Diriwayatkan dari Aisyah RA, dia berkata:
: أن النبي - صلى الله عليه وسلم - كان يعتكف العشر الأواخرمِن رَمَضَانَ حَتَّى تَوَفَّاهُ اللهُ ، ثُمَّ اعْتَكَفَ أَزْوَاجُهُ مِن بَعْدِهِ
"Nabi Muhammad saw beritikaf di sepuluh hari terakhir bulan Ramadhan hingga beliau wafat, kemudian para istri beliau beri'tikaf sepeninggal beliau." (HR. Bukhari dan Muslim)
Hadis lain tentang itikaf juga diriwayatkan dari Ibnu Umar RA, yang berkata:
كان رسول الله – صلى الله عليه وسلم - يعتكف العشر الأواخر من رمضان
"Rasulullah saw beritikaf di sepuluh hari terakhir bulan Ramadhan." (HR. Bukhari dan Muslim)

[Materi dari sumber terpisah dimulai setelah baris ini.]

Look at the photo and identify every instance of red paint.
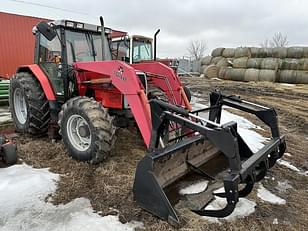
[131,62,188,107]
[0,12,48,78]
[74,60,152,147]
[17,64,56,100]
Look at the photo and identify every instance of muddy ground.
[2,77,308,230]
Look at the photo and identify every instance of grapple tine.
[238,182,254,197]
[191,203,235,218]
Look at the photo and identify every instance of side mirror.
[36,22,57,41]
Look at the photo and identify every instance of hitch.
[133,91,286,225]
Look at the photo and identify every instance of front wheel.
[58,96,116,163]
[10,72,50,135]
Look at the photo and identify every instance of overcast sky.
[0,0,308,58]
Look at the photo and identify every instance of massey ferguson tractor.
[10,17,286,225]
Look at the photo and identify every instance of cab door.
[36,33,64,96]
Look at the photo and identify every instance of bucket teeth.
[192,203,235,218]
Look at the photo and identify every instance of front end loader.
[133,92,286,225]
[10,18,286,224]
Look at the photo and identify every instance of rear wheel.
[10,72,50,135]
[183,86,191,102]
[58,96,116,163]
[2,143,17,165]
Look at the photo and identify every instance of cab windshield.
[65,30,111,64]
[133,38,153,63]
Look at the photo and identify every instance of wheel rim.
[66,115,91,152]
[14,88,28,124]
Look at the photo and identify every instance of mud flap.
[133,92,286,225]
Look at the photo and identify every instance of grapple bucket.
[133,92,286,225]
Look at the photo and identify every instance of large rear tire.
[58,96,116,164]
[10,72,50,135]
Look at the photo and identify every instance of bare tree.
[187,40,207,60]
[270,32,289,47]
[260,32,289,48]
[260,39,270,48]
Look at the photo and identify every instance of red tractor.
[10,18,285,224]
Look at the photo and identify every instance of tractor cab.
[33,20,111,98]
[112,33,153,64]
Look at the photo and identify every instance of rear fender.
[16,64,56,101]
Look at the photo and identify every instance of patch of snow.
[179,180,209,195]
[275,180,293,192]
[283,152,292,157]
[280,83,296,87]
[277,159,300,172]
[0,164,142,231]
[203,197,256,223]
[273,218,278,225]
[299,171,308,176]
[0,107,12,124]
[221,110,268,152]
[257,184,286,205]
[213,187,225,193]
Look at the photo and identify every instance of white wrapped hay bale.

Dalam hadits lain, Nabi SAW bersabda:
منْ كَانَ اعْتَكَف معي فَلْيَعْتَكِفِ العشر الأواخر
"Siapa yang ingin beri'tikaf denganku, maka lakukanlah pada sepuluh terakhir." (HR. Bukhari)
Namun apakah itikaf itu menjadi syarat meraih Lailatul Qadar? Ketua Majelis Ulama Indonesia, KH Sholahuddin Al Aiyub pernah menjelaskan, itikaf bukan menjadi satu-satunya ibadah dalam meraih Lailatul Qadar. Memperbanyak ibadah di rumah pun, bisa menjadi cara untuk meraih malam yang lebih baik dari 1.000 bulan itu.
"Fokus beribadah di rumah masing-masing, itu bisa dikategorikan sebagai qiyamullail, mendirikan (menghidupkan) malam-malam Ramadhan. Kalau di saat itu ada Lailatul Qadar, kita Insya Allah termasuk orang yang mendapatkan Lailatul Qadar itu," jelasnya.